# Woodwind Evolutions by Spitfire Audio - Demo Part 4



## juliandoe (May 17, 2022)

Here's a small demo of the Woods Light section of Spitfire Audio's Woodwind Evolutions
I hope this is helpful


----------



## juliandoe (May 25, 2022)




----------



## juliandoe (May 31, 2022)




----------



## juliandoe (Jun 7, 2022)




----------



## pranic (Jun 7, 2022)

Thank you for sharing this. I've kept this library on my wishlist, though I'm increasingly feeling that I have pretty good coverage between all the Albion libraries, BBCSO/Abbey Road One, and Liminal Winds. Recently, I picked up Heavyocity Vento for a great deal and that's got some really great evolutions, too. Maybe the Black Weekend will result in me finally buying this from Spitfire, though I do appreciate that you did so many videos of the library!


----------



## juliandoe (Jun 8, 2022)

pranic said:


> Thank you for sharing this. I've kept this library on my wishlist, though I'm increasingly feeling that I have pretty good coverage between all the Albion libraries, BBCSO/Abbey Road One, and Liminal Winds. Recently, I picked up Heavyocity Vento for a great deal and that's got some really great evolutions, too. Maybe the Black Weekend will result in me finally buying this from Spitfire, though I do appreciate that you did so many videos of the library!

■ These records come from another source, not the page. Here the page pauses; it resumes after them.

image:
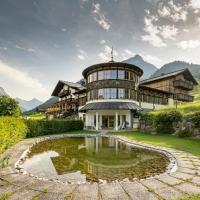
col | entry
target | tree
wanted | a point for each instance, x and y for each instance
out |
(9, 107)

Thanks for the heartwarming comment. IMHO wood Evos are quite a unique library to add to your arsenal and it's difficult to find something similar from other companies. 
It's a different flavor that blends perfectly with strings, brass, and even synths.
In the videos, I've tried to explore only the main sections of the library. But the number of combinations is nearly infinite so I find myself playing the library over and over accumulating hours of recordings. Between evos this is the one I recommend the most. The others are more genre-focused and you can be more selective. 
As far as I know, spitfire does several sales during the year. 40% is the norm. The only advantages of BF are the collections but they're useful only if you want all the instruments included. I believe the next is the summer sale, which should be on soon.
I hope this is helpful
Have a wonderful day


----------